Note:Bold values indicate the best results.

4.3. Comparison Experiment With Previous Methods

We compared the performance of state-of-the-art methods, including YOLOv5 [28], YOLOv6 [47], YOLOv8 [29], YOLOv10 [30], YOLOv11 [31], YOLOv12 [32], CFT [16], DEYOLO [48], and our proposed TAF-YOLO method on the VEDAI dataset across various scenarios. Figure 7 presents some visual comparison, where the red circles indicate missed detection, the yellow circles represent false detection, and the blue circles highlight false alarm. It can be observed that under scenarios with complex backgrounds or occlusions, other methods tend to produce a considerable number of missed and false detections. In UAV aerial imagery, vehicles usually occupy small regions, and their appearances across different categories often exhibit high similarity. Although classes such as car, pickup, camping, and truck are relatively abundant in the dataset and achieve better detection precision overall, large variations in object scale and inter-class resemblance still make accurate classification challenging. Most existing algorithms can accurately locate vehicles, but they have difficulty distinguishing fine-grained differences, which leads to frequent misclassifications, especially between cars and pickups.

The visualization results clearly demonstrate the superior performance of our proposed TAF-YOLO. It effectively addresses the critical challenges of small object detection, significant scale variation, and high inter-class similarity in UAV aerial imagery. Unlike other methods that struggle with missed detections, frequent misclassifications (especially between car and pickup), and false alarms in complex or cluttered backgrounds, TAF-YOLO consistently delivers more accurate and robust detection outcomes. This indicates that our method's architecture and fusion strategy are particularly well-suited for extracting discriminative features necessary for precise localization and fine-grained classification in these demanding scenarios.

Table 3 summarizes the performance of the above methods. The MF model achieved significantly better AP values than the single modal (RGB or IR) model in most categories, indicating that the proposed TAFNet can effectively utilize early feature fusion strategies. However, it is worth noting that for the "car" category, the detection performance of the fusion model is actually lower than using only RGB modes. This phenomenon may be related to the information differences between different modalities and the performance of specific categories (such as cars) under different lighting conditions. In some cases, infrared information may not provide sufficient details or have significant differences from visible light images, thereby affecting the detection accuracy after fusion. However, overall, the improvement in mAP₅₀ and mAP_50:95 still indicates that TAFNet exhibits superior performance in most categories. Meanwhile, the increase in parameter count and computational complexity is very limited, indicating that the method has achieved an ideal balance between accuracy and efficiency.

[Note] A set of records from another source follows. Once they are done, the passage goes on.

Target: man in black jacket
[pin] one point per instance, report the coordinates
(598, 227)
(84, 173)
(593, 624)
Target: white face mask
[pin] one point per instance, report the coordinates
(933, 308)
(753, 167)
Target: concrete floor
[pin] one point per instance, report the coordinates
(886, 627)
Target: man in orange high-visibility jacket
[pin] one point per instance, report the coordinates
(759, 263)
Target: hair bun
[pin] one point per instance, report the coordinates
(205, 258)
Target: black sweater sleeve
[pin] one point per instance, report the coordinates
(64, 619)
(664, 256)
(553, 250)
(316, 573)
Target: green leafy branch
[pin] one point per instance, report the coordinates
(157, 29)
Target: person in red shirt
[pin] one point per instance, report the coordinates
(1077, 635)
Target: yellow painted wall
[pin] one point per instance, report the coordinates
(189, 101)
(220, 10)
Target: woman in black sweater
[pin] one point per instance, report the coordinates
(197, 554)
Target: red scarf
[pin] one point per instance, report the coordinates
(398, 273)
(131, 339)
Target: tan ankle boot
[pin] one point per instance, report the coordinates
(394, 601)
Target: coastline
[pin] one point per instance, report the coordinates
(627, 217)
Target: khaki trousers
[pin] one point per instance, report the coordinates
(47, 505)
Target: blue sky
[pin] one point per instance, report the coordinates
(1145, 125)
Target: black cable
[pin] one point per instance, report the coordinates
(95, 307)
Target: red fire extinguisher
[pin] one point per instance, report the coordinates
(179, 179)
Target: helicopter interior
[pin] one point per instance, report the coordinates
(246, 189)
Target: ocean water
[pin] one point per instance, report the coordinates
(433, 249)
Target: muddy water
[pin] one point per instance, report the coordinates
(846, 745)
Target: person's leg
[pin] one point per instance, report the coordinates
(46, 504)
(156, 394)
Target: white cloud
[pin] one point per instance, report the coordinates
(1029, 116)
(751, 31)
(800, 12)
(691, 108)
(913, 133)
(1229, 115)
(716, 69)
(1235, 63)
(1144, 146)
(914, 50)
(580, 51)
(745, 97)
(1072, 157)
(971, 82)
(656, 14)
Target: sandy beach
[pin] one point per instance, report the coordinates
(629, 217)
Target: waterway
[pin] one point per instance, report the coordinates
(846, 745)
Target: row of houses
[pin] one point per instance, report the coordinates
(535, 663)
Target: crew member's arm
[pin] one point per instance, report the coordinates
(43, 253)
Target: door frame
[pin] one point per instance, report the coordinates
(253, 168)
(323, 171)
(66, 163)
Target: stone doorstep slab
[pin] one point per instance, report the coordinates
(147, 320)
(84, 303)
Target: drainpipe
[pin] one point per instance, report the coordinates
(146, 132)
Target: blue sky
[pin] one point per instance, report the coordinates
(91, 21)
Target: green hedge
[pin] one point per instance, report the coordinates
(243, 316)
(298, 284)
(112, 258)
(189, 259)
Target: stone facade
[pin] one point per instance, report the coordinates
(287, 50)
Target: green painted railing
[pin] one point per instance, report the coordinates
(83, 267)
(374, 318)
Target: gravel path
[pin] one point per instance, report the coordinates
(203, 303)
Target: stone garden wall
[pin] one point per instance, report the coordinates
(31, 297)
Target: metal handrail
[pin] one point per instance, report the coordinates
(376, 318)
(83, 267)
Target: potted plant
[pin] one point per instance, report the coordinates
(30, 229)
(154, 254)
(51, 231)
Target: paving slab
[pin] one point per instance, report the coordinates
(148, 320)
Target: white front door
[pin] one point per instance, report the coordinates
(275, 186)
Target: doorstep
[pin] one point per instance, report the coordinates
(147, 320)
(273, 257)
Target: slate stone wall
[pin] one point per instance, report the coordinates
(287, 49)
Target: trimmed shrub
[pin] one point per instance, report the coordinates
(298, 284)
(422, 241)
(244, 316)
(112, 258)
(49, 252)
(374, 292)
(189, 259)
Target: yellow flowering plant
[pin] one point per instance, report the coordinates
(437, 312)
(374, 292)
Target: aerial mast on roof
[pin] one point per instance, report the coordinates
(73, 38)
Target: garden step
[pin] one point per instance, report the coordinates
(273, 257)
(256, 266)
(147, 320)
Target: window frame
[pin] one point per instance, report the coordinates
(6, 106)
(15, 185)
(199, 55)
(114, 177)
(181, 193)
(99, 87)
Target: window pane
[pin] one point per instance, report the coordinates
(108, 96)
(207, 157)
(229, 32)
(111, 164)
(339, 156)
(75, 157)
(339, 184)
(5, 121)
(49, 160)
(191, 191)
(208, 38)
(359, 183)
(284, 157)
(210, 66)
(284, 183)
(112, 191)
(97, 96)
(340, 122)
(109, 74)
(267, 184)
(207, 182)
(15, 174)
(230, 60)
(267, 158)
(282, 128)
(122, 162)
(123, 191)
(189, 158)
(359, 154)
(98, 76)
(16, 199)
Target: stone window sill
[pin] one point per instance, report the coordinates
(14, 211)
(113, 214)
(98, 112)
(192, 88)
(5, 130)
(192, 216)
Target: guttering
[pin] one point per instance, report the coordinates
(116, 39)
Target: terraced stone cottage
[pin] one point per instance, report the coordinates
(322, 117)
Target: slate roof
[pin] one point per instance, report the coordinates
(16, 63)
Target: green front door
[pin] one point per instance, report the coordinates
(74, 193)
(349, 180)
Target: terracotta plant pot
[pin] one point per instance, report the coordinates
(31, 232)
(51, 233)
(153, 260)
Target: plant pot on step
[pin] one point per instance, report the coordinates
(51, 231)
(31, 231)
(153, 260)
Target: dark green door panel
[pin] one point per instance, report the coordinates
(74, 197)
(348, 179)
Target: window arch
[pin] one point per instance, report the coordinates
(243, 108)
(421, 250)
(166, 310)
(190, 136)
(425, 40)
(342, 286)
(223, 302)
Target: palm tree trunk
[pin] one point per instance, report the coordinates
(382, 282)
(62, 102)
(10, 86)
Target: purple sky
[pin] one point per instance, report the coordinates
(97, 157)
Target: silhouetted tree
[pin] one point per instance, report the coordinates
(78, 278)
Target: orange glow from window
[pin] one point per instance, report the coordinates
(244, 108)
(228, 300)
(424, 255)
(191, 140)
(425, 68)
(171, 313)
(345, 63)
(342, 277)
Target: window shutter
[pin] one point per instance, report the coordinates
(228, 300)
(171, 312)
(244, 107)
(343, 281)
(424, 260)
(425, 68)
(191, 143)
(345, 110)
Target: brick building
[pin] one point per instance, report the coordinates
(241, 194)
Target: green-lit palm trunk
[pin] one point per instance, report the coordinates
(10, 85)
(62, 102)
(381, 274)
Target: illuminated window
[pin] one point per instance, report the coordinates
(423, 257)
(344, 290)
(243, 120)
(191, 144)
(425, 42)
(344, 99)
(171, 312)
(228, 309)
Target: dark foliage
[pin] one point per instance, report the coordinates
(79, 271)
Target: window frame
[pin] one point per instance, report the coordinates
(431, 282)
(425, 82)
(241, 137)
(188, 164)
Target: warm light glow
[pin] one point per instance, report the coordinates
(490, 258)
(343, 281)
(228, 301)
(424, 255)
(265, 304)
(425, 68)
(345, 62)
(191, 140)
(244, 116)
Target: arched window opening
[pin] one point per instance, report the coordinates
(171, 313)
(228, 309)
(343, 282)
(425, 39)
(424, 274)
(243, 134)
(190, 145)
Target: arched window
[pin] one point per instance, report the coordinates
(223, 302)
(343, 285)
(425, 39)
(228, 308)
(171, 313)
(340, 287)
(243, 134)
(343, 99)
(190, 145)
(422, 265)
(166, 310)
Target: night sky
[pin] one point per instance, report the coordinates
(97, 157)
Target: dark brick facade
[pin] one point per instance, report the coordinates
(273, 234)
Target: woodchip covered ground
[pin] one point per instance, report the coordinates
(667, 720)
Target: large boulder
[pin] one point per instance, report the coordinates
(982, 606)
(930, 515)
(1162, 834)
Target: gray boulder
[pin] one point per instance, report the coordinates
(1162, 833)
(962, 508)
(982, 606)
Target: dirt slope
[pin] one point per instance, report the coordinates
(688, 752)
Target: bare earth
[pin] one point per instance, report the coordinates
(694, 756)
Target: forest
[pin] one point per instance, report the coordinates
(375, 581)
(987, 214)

The visualization results of several failed detections presented in Figure 8 reveal the limitations of TAF-YOLO in highly complex scenarios. Missed detections typically occur when objects are extremely small or blend seamlessly with the background. A representative example is the "tractors" in Figure 8(a), located at the top-left corner of the image along a dirt path, which remains undetected due to its minute size and similar texture to the surrounding ground. And as shown in Figure 8(d), a "car" is erroneously identified as a "pickup," clearly demonstrating the model's difficulty in fine-grained classification, particularly between visually similar vehicles like cars and pickups, where subtle structural differences are flattened and obscured from an overhead view. In summary, the failure cases indicate the extreme complexity and inherent challenges of object detection in UAV aerial imagery, encompassing the diminutive size of objects, the intrinsic high visual similarity among different vehicle classes, and the strong interference from diverse and complex backgrounds (e.g., farmland, urban structures, shadows, road textures).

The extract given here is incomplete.